O Executivo já avançou com algumas medidas, mas está "mais fragilizado" diante da polémica com as contas públicas e a coligação negativa entre PS e Chega, segundo politólogos consultados pelo ECO.

Desde a proposta para a descida das taxas de IRS aos decretos que aumentam e alargam o Complemento Solidário para Idosos (CSI), e que não têm de passar pelo Parlamento, às negociações para descongelar a carreira do professores e para atribuir um suplemento de risco às polícias, o Governo de Luís Montenegro já avançou com medidas importantes nos primeiros 35 dias, desde que tomou posse, e passados dois meses desde as eleições de 10 de março. Mas estes trunfos acabaram por se esfumar diante de polémicas demissões, da coligação negativa entre PS e Chega para aprovar o fim das portantes nas ex-SCUT e da confusão instaurada com as contas públicas.

Apresentação e debate do programa do XXIV Governo Constitucional na Assembleia da República - 12ABR24
Joaquim Miranda Sarmento, ministro das Finanças, Pedro Duarte, ministro dos Assuntos Parlamentares, Luís Montenegro, primeiro-ministro, na apresentação e debate do programa do XXIV Governo Constitucional na Assembleia da RepúblicaHugo Amaral/ECO

“É um arranque atribulado e num contexto em que o Governo tem muito pouca margem para deslizes. Não é um arranque desastroso mas atribulado”, salienta ao ECO André Azevedo Alves, professor do Instituto de Estudos Políticos da Universidade Católica. O politólogo refere-se, nomeadamente, a “nomeações que não se concretizaram”, como a de Patrícia Dantas, que ia assumir funções como adjunta do ministro de Estado e das Finanças, Joaquim Miranda Sarmento, e que acabou por não ser designada para o cargo depois de o Correio da Manhã ter noticiado que enfrenta uma acusação de um crime de fraude na obtenção de fundos europeus. “Isto é um sinal de amadorismo”, sublinha o Azevedo Alves.

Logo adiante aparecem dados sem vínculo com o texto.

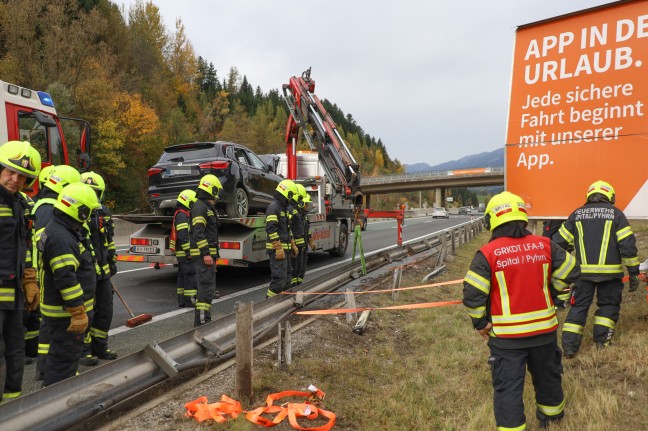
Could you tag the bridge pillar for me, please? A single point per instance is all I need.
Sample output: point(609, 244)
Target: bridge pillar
point(438, 197)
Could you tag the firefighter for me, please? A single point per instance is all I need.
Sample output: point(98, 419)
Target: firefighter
point(603, 242)
point(69, 280)
point(19, 166)
point(204, 230)
point(298, 242)
point(101, 230)
point(59, 177)
point(278, 237)
point(506, 292)
point(185, 249)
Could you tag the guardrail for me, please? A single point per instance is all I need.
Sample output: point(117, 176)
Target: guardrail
point(75, 400)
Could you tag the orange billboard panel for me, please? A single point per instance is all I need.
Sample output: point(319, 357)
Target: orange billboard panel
point(578, 110)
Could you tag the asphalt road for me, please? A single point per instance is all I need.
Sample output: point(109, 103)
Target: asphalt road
point(153, 291)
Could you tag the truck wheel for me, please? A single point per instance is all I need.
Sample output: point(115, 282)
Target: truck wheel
point(343, 242)
point(239, 207)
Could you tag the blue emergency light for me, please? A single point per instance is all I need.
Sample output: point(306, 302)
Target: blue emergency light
point(45, 99)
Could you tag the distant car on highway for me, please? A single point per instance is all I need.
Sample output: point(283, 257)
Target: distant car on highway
point(440, 212)
point(248, 182)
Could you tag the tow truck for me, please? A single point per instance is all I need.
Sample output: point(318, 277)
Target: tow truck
point(329, 173)
point(30, 115)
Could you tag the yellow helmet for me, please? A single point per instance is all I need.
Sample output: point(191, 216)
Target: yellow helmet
point(44, 175)
point(503, 208)
point(95, 181)
point(285, 188)
point(61, 176)
point(21, 157)
point(208, 182)
point(77, 200)
point(187, 198)
point(603, 188)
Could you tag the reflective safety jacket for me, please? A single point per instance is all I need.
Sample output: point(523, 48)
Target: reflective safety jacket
point(297, 225)
point(204, 227)
point(69, 275)
point(603, 241)
point(101, 234)
point(14, 235)
point(509, 285)
point(181, 240)
point(277, 227)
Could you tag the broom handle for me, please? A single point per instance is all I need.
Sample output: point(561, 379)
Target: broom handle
point(122, 299)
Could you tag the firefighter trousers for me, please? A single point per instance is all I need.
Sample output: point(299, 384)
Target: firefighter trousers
point(206, 281)
point(186, 286)
point(608, 301)
point(12, 353)
point(103, 312)
point(62, 360)
point(297, 262)
point(278, 273)
point(508, 370)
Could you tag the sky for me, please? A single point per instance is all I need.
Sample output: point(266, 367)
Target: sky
point(429, 78)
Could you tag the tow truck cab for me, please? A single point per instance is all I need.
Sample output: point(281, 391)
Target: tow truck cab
point(29, 115)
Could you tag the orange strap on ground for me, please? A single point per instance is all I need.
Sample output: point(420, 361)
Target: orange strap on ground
point(422, 286)
point(392, 307)
point(200, 410)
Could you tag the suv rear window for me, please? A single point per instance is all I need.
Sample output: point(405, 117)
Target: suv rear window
point(184, 152)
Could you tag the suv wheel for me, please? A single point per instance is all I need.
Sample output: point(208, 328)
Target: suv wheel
point(239, 207)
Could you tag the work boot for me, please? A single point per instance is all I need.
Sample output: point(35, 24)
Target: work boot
point(106, 354)
point(89, 361)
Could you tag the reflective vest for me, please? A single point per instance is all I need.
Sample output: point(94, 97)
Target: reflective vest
point(520, 301)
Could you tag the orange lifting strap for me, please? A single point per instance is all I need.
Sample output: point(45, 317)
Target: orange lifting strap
point(200, 410)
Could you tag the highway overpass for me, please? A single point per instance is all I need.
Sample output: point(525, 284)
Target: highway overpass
point(434, 180)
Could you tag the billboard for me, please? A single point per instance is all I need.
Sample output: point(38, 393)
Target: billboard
point(578, 110)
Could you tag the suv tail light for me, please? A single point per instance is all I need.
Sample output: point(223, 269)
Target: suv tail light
point(155, 171)
point(214, 165)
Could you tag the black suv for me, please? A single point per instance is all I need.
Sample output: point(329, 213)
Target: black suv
point(248, 183)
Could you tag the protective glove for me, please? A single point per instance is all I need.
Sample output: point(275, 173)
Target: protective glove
point(279, 253)
point(79, 320)
point(633, 283)
point(31, 289)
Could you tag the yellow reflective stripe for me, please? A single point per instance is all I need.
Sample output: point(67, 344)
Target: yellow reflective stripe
point(545, 284)
point(520, 428)
point(567, 235)
point(605, 242)
point(604, 269)
point(64, 260)
point(630, 261)
point(624, 233)
point(552, 410)
point(54, 310)
point(476, 312)
point(478, 282)
point(581, 243)
point(524, 317)
point(7, 294)
point(70, 293)
point(506, 301)
point(572, 327)
point(604, 321)
point(527, 327)
point(564, 269)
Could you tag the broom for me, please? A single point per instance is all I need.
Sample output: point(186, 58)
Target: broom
point(134, 320)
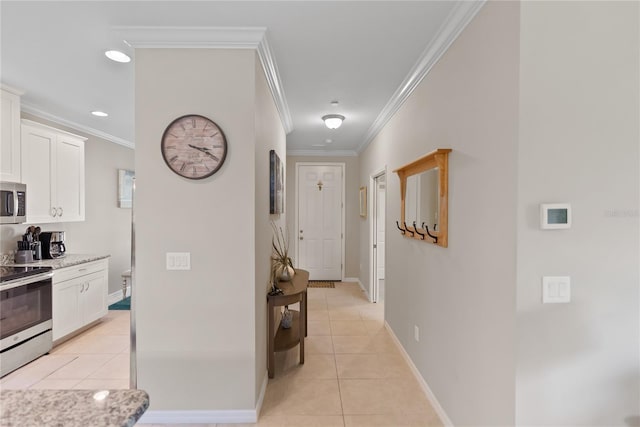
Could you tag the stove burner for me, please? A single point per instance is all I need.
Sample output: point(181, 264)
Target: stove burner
point(8, 272)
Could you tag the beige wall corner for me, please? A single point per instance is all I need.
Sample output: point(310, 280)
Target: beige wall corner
point(462, 298)
point(196, 328)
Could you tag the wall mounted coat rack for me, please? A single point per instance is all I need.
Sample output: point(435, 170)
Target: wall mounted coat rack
point(424, 196)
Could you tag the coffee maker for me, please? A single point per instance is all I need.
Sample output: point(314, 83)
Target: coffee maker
point(52, 244)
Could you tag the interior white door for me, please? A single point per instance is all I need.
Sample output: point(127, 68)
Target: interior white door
point(320, 221)
point(380, 233)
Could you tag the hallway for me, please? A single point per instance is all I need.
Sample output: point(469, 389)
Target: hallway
point(354, 374)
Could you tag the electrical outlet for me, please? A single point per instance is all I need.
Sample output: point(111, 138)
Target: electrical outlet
point(556, 289)
point(178, 261)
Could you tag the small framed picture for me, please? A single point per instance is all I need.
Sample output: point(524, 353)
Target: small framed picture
point(363, 202)
point(554, 216)
point(125, 188)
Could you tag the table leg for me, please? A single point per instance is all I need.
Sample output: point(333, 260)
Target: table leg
point(302, 327)
point(304, 300)
point(270, 343)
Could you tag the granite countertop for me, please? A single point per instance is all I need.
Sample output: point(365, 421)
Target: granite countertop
point(71, 408)
point(68, 260)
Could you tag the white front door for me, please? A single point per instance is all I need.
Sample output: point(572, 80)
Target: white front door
point(380, 230)
point(319, 231)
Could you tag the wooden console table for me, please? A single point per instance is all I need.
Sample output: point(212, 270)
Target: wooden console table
point(284, 339)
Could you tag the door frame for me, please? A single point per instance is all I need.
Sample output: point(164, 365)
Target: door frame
point(373, 290)
point(342, 217)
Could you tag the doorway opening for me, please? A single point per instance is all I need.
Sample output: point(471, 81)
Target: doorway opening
point(319, 220)
point(377, 256)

O politólogo também considera “negativas as exonerações da provedora da Santa Casa da Misericórdia de Lisboa”, Ana Jorge, “e do diretor nacional da PSP”, José Barros Correia. A este respeito, Paula Espírito Santo nota que “o Governo não está a conseguir passar uma mensagem de estabilidade e de harmonização com os vários setores da sociedade”.

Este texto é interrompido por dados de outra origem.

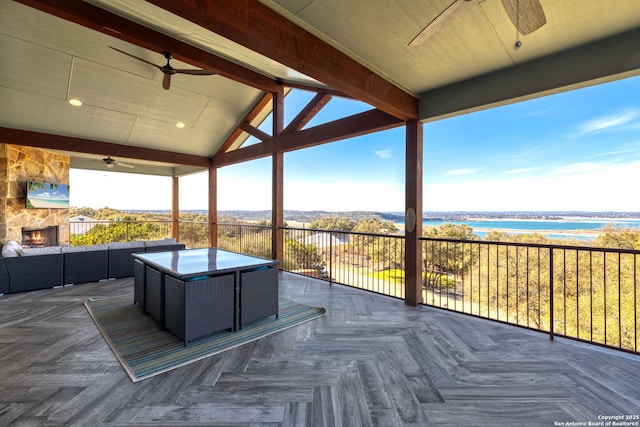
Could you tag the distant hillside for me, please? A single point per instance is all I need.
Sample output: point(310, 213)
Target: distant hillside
point(310, 216)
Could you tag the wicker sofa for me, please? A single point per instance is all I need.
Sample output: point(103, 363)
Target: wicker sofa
point(43, 268)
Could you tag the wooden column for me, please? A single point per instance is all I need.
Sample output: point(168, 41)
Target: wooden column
point(175, 208)
point(413, 213)
point(277, 180)
point(213, 207)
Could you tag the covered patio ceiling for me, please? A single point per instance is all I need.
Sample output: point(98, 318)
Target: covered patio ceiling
point(55, 50)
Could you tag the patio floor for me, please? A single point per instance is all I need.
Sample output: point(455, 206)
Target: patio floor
point(370, 361)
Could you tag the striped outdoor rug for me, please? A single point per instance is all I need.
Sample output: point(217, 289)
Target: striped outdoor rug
point(145, 351)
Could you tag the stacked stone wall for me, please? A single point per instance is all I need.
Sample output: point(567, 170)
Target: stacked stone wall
point(19, 164)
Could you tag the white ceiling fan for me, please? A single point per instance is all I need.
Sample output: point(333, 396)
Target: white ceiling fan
point(526, 15)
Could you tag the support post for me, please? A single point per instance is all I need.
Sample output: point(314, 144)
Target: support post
point(277, 180)
point(213, 207)
point(413, 213)
point(175, 208)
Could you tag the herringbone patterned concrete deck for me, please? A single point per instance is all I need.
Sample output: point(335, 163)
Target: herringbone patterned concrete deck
point(370, 361)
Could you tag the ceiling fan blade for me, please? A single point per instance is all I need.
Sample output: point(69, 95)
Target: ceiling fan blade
point(166, 81)
point(526, 15)
point(197, 72)
point(438, 22)
point(135, 57)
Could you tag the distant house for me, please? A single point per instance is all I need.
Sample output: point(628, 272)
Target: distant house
point(324, 240)
point(81, 224)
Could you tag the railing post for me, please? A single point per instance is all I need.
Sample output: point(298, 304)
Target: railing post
point(551, 293)
point(330, 271)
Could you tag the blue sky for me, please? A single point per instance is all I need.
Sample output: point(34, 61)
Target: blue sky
point(579, 150)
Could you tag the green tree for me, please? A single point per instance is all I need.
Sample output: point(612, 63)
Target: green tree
point(619, 237)
point(443, 258)
point(333, 223)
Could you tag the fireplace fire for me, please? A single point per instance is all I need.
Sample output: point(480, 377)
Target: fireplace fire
point(39, 237)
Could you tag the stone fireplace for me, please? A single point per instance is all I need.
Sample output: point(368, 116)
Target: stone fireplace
point(39, 237)
point(19, 164)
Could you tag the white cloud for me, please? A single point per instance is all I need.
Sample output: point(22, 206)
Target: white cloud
point(595, 188)
point(383, 154)
point(608, 122)
point(460, 171)
point(343, 196)
point(577, 168)
point(523, 170)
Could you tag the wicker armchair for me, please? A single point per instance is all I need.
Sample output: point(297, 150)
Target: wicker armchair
point(195, 309)
point(29, 273)
point(83, 264)
point(120, 259)
point(4, 278)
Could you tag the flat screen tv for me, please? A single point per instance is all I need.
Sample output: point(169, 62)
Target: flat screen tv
point(47, 195)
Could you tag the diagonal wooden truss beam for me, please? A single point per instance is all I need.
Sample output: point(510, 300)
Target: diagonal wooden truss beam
point(231, 141)
point(308, 112)
point(359, 124)
point(259, 28)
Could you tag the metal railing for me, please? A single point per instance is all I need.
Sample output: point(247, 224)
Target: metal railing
point(247, 239)
point(584, 293)
point(373, 262)
point(98, 232)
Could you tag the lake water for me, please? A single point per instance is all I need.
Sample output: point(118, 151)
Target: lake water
point(566, 228)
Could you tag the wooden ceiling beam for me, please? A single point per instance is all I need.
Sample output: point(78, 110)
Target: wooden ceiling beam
point(259, 28)
point(80, 145)
point(258, 108)
point(349, 127)
point(106, 22)
point(308, 112)
point(254, 131)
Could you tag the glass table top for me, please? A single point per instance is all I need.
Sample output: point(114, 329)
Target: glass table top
point(190, 262)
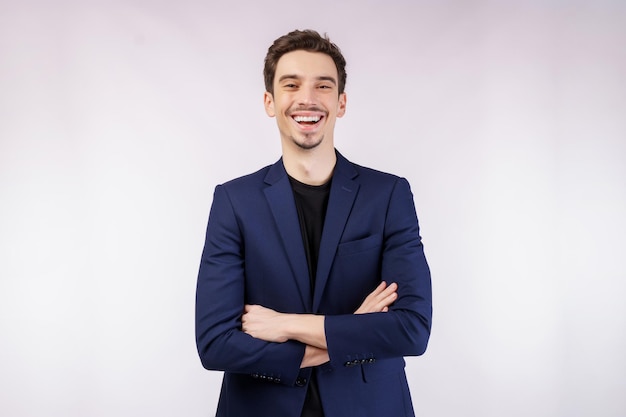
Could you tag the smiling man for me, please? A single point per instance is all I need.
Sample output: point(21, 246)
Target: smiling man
point(313, 284)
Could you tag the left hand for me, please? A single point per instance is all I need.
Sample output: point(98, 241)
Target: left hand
point(263, 323)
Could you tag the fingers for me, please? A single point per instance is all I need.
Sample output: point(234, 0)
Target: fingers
point(380, 299)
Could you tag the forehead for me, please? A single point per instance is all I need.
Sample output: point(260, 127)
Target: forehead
point(306, 64)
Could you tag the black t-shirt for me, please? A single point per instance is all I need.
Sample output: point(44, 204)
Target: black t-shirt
point(311, 203)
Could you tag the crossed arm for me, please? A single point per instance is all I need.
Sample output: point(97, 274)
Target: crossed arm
point(269, 325)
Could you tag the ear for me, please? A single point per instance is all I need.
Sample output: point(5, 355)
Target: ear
point(341, 110)
point(268, 101)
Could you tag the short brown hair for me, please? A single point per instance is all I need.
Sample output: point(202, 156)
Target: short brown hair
point(307, 40)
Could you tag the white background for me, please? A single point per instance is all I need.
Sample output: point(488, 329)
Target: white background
point(117, 119)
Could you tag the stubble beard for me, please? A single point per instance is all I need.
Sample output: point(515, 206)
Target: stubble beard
point(306, 144)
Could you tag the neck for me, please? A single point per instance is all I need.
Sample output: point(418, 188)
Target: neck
point(312, 167)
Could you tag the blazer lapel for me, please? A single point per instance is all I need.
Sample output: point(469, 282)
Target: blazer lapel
point(280, 198)
point(343, 192)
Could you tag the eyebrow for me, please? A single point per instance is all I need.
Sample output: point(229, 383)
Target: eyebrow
point(297, 77)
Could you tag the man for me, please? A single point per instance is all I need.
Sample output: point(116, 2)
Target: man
point(293, 301)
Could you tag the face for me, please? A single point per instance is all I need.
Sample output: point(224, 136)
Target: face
point(306, 99)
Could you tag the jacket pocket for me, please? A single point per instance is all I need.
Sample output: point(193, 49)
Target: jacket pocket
point(361, 245)
point(382, 368)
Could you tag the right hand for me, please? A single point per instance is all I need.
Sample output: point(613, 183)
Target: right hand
point(380, 299)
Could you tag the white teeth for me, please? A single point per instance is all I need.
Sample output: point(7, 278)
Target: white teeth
point(313, 119)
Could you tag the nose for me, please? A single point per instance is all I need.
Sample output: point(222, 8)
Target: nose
point(306, 96)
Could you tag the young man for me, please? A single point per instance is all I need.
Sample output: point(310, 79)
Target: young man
point(293, 301)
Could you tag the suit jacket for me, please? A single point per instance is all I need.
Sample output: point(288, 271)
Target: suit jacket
point(254, 254)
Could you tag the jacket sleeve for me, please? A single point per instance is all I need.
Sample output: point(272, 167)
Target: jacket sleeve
point(405, 329)
point(220, 299)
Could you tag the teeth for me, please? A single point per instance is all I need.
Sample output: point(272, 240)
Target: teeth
point(313, 119)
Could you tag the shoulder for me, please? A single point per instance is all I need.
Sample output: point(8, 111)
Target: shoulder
point(246, 181)
point(367, 175)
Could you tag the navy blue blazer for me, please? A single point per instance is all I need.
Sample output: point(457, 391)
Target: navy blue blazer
point(254, 254)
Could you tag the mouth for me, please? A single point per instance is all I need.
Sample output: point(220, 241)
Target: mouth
point(307, 120)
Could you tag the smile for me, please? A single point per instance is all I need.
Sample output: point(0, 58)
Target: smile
point(307, 119)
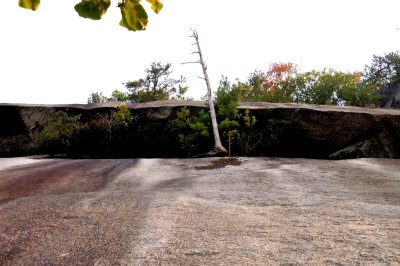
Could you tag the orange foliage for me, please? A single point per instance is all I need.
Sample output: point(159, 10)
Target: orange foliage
point(276, 74)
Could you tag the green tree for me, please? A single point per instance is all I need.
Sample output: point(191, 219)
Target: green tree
point(123, 117)
point(384, 70)
point(383, 76)
point(58, 134)
point(134, 15)
point(118, 96)
point(97, 97)
point(190, 129)
point(157, 85)
point(227, 99)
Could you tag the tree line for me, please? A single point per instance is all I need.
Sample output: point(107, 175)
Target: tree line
point(280, 83)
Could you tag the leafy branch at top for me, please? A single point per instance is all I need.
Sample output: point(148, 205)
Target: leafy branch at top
point(134, 16)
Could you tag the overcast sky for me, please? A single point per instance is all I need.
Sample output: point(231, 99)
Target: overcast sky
point(54, 56)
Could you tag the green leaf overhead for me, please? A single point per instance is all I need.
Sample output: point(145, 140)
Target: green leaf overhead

A investigadora do Instituto de Ciências Sociais e Políticas da Universidade de Lisboa (ISCSP) considera ainda que “o Executivo está a ter alguma dificuldade de comunicação, o que depois agrava a imagem do Governo junto dos portugueses e os vários setores da sociedade”. “E essa fragilidade notou-se desde o início, desde a dificuldade em conseguir convidar secretários de Estado para o Governo desde dificuldade em eleger o Presidente da Assembleia da República, José Pedro Aguiar-Branco”, recorda.

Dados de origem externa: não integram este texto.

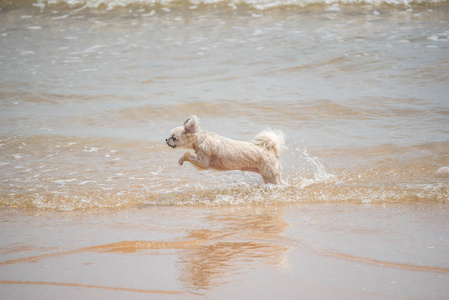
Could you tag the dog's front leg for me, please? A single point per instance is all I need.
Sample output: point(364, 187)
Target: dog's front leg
point(195, 160)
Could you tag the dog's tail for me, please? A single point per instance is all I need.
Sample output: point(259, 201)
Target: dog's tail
point(271, 140)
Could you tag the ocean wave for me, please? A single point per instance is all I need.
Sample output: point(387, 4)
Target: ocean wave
point(256, 4)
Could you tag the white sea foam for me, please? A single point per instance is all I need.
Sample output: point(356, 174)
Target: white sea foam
point(257, 4)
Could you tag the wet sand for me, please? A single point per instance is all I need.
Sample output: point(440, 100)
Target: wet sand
point(310, 251)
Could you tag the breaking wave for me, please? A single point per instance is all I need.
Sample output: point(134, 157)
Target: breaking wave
point(256, 4)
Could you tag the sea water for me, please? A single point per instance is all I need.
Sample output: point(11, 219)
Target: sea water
point(90, 90)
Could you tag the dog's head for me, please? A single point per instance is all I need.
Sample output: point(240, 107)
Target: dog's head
point(181, 136)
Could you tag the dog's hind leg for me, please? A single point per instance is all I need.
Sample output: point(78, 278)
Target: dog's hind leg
point(202, 164)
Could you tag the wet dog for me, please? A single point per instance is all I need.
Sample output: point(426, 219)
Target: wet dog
point(213, 151)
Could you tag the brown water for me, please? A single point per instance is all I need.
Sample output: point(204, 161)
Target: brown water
point(89, 93)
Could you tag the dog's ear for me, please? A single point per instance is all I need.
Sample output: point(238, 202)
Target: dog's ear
point(192, 124)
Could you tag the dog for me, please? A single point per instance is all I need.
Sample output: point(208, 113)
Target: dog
point(213, 151)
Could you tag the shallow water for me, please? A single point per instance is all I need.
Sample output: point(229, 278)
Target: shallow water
point(88, 96)
point(94, 204)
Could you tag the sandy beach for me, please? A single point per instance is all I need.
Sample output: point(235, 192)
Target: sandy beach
point(93, 203)
point(320, 251)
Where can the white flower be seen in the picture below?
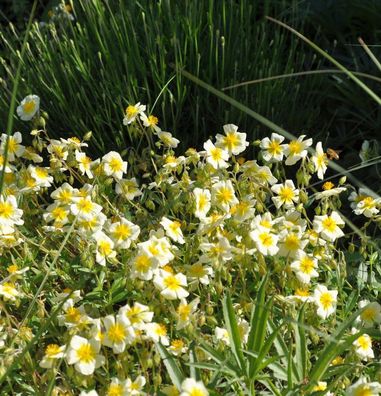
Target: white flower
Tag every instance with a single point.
(84, 207)
(90, 393)
(15, 149)
(325, 300)
(328, 226)
(143, 266)
(371, 313)
(157, 332)
(287, 194)
(53, 352)
(320, 161)
(132, 111)
(128, 187)
(84, 355)
(296, 150)
(272, 148)
(364, 388)
(304, 267)
(202, 197)
(167, 139)
(113, 165)
(28, 107)
(265, 241)
(363, 346)
(223, 195)
(123, 232)
(200, 273)
(41, 176)
(134, 388)
(191, 387)
(9, 291)
(329, 190)
(9, 212)
(118, 334)
(173, 230)
(260, 174)
(291, 242)
(84, 164)
(136, 316)
(171, 285)
(216, 156)
(105, 248)
(233, 142)
(185, 312)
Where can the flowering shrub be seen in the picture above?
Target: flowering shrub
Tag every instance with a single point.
(114, 271)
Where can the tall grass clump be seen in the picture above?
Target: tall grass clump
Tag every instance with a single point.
(111, 55)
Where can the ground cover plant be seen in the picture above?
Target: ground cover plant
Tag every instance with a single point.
(193, 274)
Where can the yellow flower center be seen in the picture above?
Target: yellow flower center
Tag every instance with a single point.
(326, 300)
(152, 120)
(292, 242)
(172, 283)
(116, 164)
(142, 263)
(122, 231)
(12, 268)
(85, 205)
(266, 239)
(52, 350)
(216, 154)
(307, 265)
(131, 111)
(231, 140)
(364, 342)
(287, 194)
(302, 293)
(116, 333)
(104, 248)
(161, 330)
(329, 224)
(295, 147)
(184, 311)
(368, 203)
(274, 148)
(6, 210)
(86, 353)
(29, 106)
(363, 390)
(328, 186)
(224, 195)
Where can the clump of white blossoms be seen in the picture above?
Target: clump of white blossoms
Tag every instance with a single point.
(135, 250)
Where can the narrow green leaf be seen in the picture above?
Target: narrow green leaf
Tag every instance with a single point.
(300, 346)
(232, 328)
(174, 372)
(257, 329)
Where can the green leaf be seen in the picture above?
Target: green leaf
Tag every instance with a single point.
(334, 348)
(174, 372)
(232, 328)
(300, 346)
(258, 321)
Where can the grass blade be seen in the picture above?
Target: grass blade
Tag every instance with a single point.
(174, 372)
(232, 328)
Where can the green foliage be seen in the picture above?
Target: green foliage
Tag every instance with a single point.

Por outro lado, a “confusão no custo da proposta do Governo para a descida do IRS era evitável”, destaca ainda o professor da Universidade Católica. De recordar que o Executivo anunciou, inicialmente, que a redução das taxas entre 0,25 pontos percentuais (p.p.) e 3 p.p. até ao 8.º escalão do IRS iria custar 1.500 milhões de euros. Mais tarde, Miranda Sarmento acabou por esclarecer que esta fatura já contabilizava a redução do imposto, de cerca de 1.152 milhões de euros, aprovada pelo anterior Executivo.

Ou seja, afinal a despesa com esta medida é de apenas 463 milhões, dos quais 348 milhões de euros, que se irão sentir já este ano, por via da diminuição da retenção na fonte, e 115 milhões de euros, com efeitos em 2025, através dos reembolsos.

“Esta atitude fragiliza a posição do Governo face à oposição, dificulta a governabilidade e abre a porta a mais coligações negativas como aquela que se formou para aprovar o fim das portagens das ex-SCUT”, analisa André Azevedo Alves. De lembrar que o PS conseguiu fazer passar o seu projeto de eliminação da cobrança de sete antigas vias sem custos para o utilizador (SCUT) com ajuda do partido de André Ventura e à revelia do PSD e do CDS.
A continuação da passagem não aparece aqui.